It is not possible to directly calculate the unreported sample size from the given means and standard deviations of two study groups. This is because the sample size is one of the variables used to calculate means and standard deviations, along with the actual data values.
However, it may be possible to estimate the sample size based on the reported means and standard deviations, as well as some additional assumptions. Here is one possible approach:
Assume that the sample sizes for both groups are equal (i.e., N1 = N2).
Calculate the pooled standard deviation (s_pooled) using the formula: s_pooled = sqrt(((N1-1)*s1^2 + (N2-1)*s2^2) / (N1+N2-2)) where s1 and s2 are the standard deviations of the two groups, and N1 and N2 are the assumed equal sample sizes.
Calculate the effect size (d) using the formula: d = (x1 - x2) / s_pooled where x1 and x2 are the means of the two groups.
Use a table or calculator to look up the corresponding sample size for the calculated effect size and desired level of power and significance.
Keep in mind that this approach involves several assumptions, and the estimated sample size may not be accurate in practice. It's always best to consult with a statistician or use a reliable statistical software package to ensure accurate sample size calculations.
I want to compare different data sets but cannot access raw data. Only the averages and standard deviations are available. How can I do tests such as Duncan or Tukey?
Amir Heydari I think, if you want to compare different data (two groups) that have mean value and standard deviation, it is possible to use Meta-Analysis.

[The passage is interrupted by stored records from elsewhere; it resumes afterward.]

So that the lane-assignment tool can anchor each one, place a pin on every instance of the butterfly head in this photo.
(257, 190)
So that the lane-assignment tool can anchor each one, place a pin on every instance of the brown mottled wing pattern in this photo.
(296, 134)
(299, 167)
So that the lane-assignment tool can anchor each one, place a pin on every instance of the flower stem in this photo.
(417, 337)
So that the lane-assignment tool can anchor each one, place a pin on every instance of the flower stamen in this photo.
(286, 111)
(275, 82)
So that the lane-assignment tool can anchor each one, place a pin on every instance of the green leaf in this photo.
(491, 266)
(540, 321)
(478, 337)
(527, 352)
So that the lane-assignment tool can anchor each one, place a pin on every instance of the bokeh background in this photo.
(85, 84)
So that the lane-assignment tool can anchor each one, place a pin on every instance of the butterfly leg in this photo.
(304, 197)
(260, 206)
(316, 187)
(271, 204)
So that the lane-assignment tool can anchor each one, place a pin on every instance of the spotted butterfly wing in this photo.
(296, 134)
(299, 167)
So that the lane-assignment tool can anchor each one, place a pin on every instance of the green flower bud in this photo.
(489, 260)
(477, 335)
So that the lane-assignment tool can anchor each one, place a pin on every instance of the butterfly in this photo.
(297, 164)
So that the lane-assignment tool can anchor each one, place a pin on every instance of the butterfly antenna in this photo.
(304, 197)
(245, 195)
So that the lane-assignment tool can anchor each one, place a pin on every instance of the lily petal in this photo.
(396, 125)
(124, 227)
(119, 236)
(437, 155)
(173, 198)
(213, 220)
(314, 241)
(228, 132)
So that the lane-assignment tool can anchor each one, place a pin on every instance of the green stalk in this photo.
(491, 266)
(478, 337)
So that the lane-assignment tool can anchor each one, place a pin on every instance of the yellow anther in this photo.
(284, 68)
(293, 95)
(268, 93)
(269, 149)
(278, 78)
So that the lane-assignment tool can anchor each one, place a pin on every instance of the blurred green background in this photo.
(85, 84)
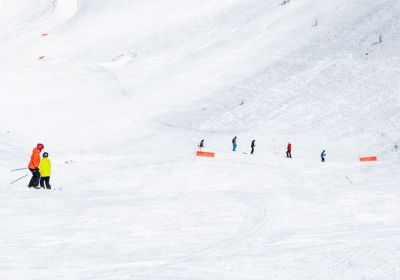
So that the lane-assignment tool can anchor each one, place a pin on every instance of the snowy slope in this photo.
(127, 88)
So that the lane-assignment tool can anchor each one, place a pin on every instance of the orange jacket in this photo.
(35, 159)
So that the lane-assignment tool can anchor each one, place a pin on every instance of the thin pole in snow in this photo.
(18, 179)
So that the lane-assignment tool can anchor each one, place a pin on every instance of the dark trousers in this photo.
(34, 182)
(46, 180)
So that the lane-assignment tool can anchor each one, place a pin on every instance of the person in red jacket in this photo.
(34, 166)
(289, 151)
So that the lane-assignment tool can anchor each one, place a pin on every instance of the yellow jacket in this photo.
(45, 167)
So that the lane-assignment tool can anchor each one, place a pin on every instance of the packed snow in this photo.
(121, 92)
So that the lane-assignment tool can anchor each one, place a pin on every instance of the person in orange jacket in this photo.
(34, 166)
(289, 151)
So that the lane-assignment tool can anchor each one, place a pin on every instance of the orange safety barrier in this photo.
(205, 154)
(373, 158)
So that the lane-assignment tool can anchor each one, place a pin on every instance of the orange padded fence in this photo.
(373, 158)
(205, 154)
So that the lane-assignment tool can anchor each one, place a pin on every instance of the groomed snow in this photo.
(126, 90)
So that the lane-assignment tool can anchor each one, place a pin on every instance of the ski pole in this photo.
(18, 179)
(18, 169)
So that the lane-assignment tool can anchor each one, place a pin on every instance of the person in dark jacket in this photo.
(253, 144)
(234, 145)
(201, 144)
(323, 155)
(289, 151)
(34, 166)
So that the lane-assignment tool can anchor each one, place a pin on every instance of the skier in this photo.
(201, 144)
(45, 170)
(323, 155)
(34, 166)
(289, 151)
(253, 144)
(234, 145)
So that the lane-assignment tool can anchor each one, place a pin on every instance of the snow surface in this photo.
(126, 90)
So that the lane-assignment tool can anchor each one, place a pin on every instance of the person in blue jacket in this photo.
(323, 155)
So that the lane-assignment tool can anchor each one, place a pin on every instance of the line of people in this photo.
(253, 145)
(40, 168)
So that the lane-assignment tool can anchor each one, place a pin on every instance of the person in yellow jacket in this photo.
(45, 171)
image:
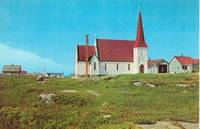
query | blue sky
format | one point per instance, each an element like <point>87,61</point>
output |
<point>42,34</point>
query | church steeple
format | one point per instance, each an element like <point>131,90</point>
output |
<point>140,41</point>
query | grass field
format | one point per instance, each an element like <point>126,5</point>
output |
<point>102,103</point>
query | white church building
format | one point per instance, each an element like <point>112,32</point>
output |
<point>111,57</point>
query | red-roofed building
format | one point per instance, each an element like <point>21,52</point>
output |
<point>158,66</point>
<point>110,56</point>
<point>183,64</point>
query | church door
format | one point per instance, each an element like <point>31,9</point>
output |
<point>142,68</point>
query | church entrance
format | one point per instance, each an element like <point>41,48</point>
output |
<point>142,68</point>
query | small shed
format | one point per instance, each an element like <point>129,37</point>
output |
<point>196,65</point>
<point>158,66</point>
<point>11,70</point>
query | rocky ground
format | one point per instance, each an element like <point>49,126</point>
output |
<point>171,125</point>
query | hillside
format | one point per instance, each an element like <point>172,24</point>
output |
<point>104,102</point>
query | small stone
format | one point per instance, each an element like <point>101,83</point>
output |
<point>40,78</point>
<point>151,85</point>
<point>137,83</point>
<point>183,85</point>
<point>106,116</point>
<point>46,98</point>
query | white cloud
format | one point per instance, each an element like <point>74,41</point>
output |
<point>29,60</point>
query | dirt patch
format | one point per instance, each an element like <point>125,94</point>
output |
<point>170,125</point>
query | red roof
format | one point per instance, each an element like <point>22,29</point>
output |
<point>81,52</point>
<point>184,60</point>
<point>115,50</point>
<point>140,41</point>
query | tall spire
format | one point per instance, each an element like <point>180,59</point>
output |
<point>140,41</point>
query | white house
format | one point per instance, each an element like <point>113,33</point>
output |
<point>158,66</point>
<point>111,57</point>
<point>182,64</point>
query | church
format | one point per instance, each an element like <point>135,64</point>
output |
<point>112,57</point>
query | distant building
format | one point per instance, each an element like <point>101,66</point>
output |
<point>183,64</point>
<point>58,75</point>
<point>158,66</point>
<point>11,70</point>
<point>23,73</point>
<point>196,65</point>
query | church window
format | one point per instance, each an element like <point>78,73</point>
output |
<point>184,67</point>
<point>129,67</point>
<point>94,65</point>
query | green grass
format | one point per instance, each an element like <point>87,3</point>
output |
<point>127,105</point>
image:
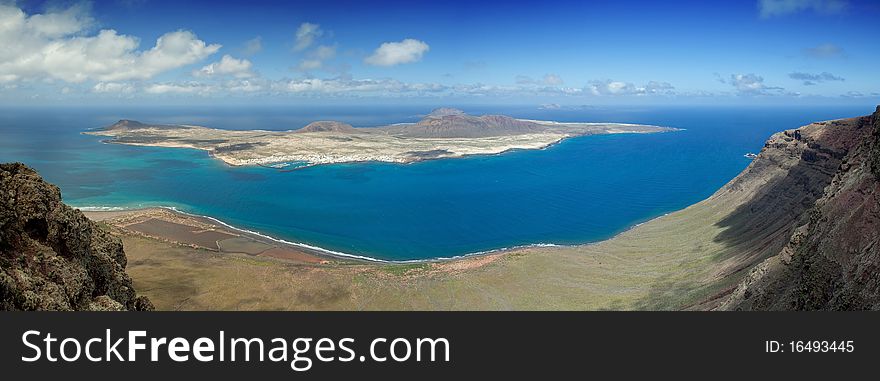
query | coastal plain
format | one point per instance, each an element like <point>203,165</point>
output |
<point>445,133</point>
<point>694,258</point>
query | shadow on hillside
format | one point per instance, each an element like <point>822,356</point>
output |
<point>761,226</point>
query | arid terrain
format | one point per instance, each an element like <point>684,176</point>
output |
<point>797,229</point>
<point>444,133</point>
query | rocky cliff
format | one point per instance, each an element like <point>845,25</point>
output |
<point>54,258</point>
<point>831,258</point>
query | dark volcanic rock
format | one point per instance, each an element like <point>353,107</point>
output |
<point>54,258</point>
<point>832,260</point>
<point>327,126</point>
<point>454,123</point>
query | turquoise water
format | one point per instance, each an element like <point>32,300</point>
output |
<point>581,190</point>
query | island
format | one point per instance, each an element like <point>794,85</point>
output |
<point>444,133</point>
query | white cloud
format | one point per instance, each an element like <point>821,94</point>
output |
<point>812,79</point>
<point>395,53</point>
<point>826,50</point>
<point>548,80</point>
<point>317,57</point>
<point>239,68</point>
<point>347,85</point>
<point>113,87</point>
<point>770,8</point>
<point>252,46</point>
<point>609,87</point>
<point>243,86</point>
<point>751,84</point>
<point>180,88</point>
<point>306,34</point>
<point>552,80</point>
<point>56,46</point>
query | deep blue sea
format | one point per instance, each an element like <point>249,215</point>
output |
<point>582,190</point>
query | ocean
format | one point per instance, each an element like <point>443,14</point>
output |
<point>582,190</point>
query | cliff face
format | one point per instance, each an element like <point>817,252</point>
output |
<point>54,258</point>
<point>831,260</point>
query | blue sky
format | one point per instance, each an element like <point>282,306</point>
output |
<point>559,53</point>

If you have the means and standard deviations of two study groups and want to estimate the unreported sample size, you can use the following formula:
n = (tα/2 + tβ)^2 * [(s1^2 + s2^2)/(μ1 - μ2)^2]
where:
n is the estimated sample size for each group
tα/2 is the critical value of the t-distribution for a two-tailed test with α/2 significance level and (n1 + n2 - 2) degrees of freedom, where α is the level of significance (e.g. 0.05 for a 95% confidence interval)
tβ is the critical value of the t-distribution for the power of 1-β (e.g. 0.8 for 80% power) and (n1 + n2 - 2) degrees of freedom
s1 and s2 are the standard deviations of the two groups
μ1 and μ2 are the means of the two groups
Note that this formula assumes that the sample sizes of the two groups are equal. If they are not equal, you can use the harmonic mean of the sample sizes instead of (n1 + n2)/2.
It's worth noting that this formula provides an estimate of the required sample size based on the assumption that the means and standard deviations accurately represent the population. In reality, there may be other factors that affect the sample size calculation, such as the desired level of precision or the complexity of the study design.